Name of the Vulnerable Software and Affected Versions: Cisco Adaptive Security Appliance Software (ASA) and Cisco Firepower Threat Defense (FTD) Software (affected versions not specified) Description: The issue is related to insufficient input validation of commands supplied by the user in the CLI of the affected software. This could allow an authenticated, local attacker to execute arbitrary commands on the underlying operating system with root privileges. The attacker must have valid administrator-level credentials to exploit this issue. Recommendations: To resolve the issue, update the software to a version that includes the fix for this problem. At the moment, there is no information about a newer version that contains a fix for this vulnerability.

**Name of the Vulnerable Software and Affected Versions** Cisco Firepower Threat Defense (FTD) Software (affected versions not specified) **Description** A vulnerability in the CLI of Cisco Firepower Threat Defense (FTD) Software could allow an authenticated, local attacker to overwrite files on the file system of an affected device by using directory traversal techniques. This vulnerability is due to insufficient validation of user input for the file path in a specific CLI command. A successful exploit could cause system instability if important system files are overwritten. An attacker could exploit this vulnerability by logging in to a targeted device and issuing a specific CLI command with crafted user input, such as `file path`, allowing the attacker to overwrite arbitrary files on the file system of the affected device. **Recommendations** At the moment, there is no information about a newer version that contains a fix for this vulnerability.

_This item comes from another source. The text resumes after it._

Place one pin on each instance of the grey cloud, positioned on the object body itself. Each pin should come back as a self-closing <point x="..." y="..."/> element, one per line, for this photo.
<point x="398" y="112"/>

Name of the Vulnerable Software and Affected Versions: Cisco products (affected versions not specified) Description: The issue is related to a vulnerability in the Snort detection engine, which could allow an unauthenticated, remote attacker to bypass a configured file policy for HTTP. This is due to incorrect handling of an HTTP range header. An attacker could exploit this by sending crafted HTTP packets through an affected device, potentially allowing them to bypass the configured file policy for HTTP packets and deliver a malicious payload. Recommendations: At the moment, there is no information about a newer version that contains a fix for this vulnerability.

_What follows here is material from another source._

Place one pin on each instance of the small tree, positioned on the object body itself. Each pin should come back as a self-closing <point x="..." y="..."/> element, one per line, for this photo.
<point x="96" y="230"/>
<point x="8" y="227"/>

**Name of the Vulnerable Software and Affected Versions** Cisco Firepower Threat Defense (FTD) Software (affected versions not specified) **Description** The issue is related to a buffer underrun in the Secure Sockets Layer (SSL)/Transport Layer Security (TLS) handler of Cisco Firepower Threat Defense (FTD) Software. This could allow an unauthenticated, remote attacker to trigger a denial of service (DoS) condition on an affected device by sending a crafted SSL/TLS message. The vulnerability is due to a communication error between internal functions, which can cause the affected device to crash and reload. **Recommendations** At the moment, there is no information about a newer version that contains a fix for this vulnerability.